Several years later on a hot August afternoon, lightening stuck five feet from our house. The storm came so quickly; I hadn't shut off my Windows ME. When the lights came back on, my computer didn't. I was hoping at least for the blue screen of death but instead I got the black screen of annihilation. I couldn't call Rodney because our phones and phone lines were also torched. I rode the bumpy learning curve and eventually restored it though it took half a year till everything worked correctly.
December 2008 as I was singing about the midnight clear and my printer was chugging out our Christmas card, suddenly everything stopped. I thought it was a paper jam, but a closer look revealed that my printer was being uninstalled and the cursor was flying all over my monitor. A flaw that particular day in Microsoft Explorer allowed a hacker to get inside my computer. By the time I figured out what was going on and unplugged my modem, my faithful XP was considerably muddled up. It Came Upon The Midnight Clear received a new chorus that afternoon.
Years ago when my Windows 95 couldn't be revived and I was in the middle of a deadline-computer job (I do custom graphic work) – I switched to the MS-DOS to finish. Not a good idea. The ancient clunker was agonizing slow, inflexible and refused to cooperate. I did what I have always dreamed of doing in the heat of a computer conflict. I unplugged the tower and carried it outside. Pumped with adrenaline, holding it above my head, I tossed it as far as I was able. Then I picked it up and threw it again, and again and again. Likely not what an anger management course would advocate, but golly, it felt great. I walked back in the house and hugged my broken little '95.

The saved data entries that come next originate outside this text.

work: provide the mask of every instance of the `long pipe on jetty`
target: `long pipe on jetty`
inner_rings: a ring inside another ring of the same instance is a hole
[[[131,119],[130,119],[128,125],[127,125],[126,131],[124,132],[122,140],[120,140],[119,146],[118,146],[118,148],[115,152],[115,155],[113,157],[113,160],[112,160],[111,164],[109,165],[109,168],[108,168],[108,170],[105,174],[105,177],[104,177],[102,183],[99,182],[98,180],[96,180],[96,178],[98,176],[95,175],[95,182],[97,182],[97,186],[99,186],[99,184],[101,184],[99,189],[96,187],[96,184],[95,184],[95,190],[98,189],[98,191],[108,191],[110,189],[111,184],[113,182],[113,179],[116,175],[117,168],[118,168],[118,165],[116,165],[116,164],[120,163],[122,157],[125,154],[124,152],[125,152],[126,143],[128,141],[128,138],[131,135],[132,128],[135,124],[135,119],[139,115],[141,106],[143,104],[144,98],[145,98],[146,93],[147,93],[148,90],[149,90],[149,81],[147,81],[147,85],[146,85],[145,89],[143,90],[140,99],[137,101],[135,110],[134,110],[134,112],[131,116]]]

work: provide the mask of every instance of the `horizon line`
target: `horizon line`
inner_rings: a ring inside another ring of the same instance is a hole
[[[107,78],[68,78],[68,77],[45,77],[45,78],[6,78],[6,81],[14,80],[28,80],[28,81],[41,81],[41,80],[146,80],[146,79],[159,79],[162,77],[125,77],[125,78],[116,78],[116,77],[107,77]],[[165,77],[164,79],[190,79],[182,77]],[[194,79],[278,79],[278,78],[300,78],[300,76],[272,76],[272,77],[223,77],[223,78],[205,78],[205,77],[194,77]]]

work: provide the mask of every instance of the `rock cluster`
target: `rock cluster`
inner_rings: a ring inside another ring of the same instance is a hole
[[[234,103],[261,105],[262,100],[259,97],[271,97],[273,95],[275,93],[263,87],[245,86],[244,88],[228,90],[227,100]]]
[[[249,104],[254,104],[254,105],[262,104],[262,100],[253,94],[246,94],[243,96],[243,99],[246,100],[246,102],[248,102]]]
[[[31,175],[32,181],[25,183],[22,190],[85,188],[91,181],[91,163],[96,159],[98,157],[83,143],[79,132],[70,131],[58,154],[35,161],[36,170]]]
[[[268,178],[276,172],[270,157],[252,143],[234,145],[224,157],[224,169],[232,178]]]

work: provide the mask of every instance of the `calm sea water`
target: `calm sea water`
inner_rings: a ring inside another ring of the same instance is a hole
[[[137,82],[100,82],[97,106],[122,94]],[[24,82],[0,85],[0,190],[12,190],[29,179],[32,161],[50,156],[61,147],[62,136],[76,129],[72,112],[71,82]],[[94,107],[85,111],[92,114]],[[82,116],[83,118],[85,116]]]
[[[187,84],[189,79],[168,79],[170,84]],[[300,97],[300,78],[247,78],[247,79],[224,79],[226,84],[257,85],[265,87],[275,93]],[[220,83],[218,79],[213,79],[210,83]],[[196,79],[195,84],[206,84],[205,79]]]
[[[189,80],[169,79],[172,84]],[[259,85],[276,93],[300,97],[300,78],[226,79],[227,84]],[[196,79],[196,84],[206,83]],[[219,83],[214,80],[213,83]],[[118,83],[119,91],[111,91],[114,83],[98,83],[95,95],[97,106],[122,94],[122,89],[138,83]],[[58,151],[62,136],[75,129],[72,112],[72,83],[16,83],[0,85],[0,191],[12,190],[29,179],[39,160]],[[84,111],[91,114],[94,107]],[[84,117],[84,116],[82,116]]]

Everyone with a computer has a frustrating story or two – it's part of the game and my PC and I have a love-hate relationship. The world as we know it has been commandeered by computers and sometimes I think it was more peaceful back in the day. I actually had to write with pen and paper, get up and walk to check the time, the temperature, and the news of the day or fetch a long forgotten book once called the dictionary. I also seemed to have more postage stamps on hand.
With a smile I remember the day Fred came home from town and discovered computer parts strewn all over our front yard. Very cautiously he remarked, "It finally crashed, huh?"
My Toronto kids are big Mac fans and are trying to sell me on that system. I am almost persuaded. They tell me Macs don't have the frustrating hitches and hiccups that IBM is proverbially known for. I think of my computer combat memoirs then reckon - well, where would be the fun in that?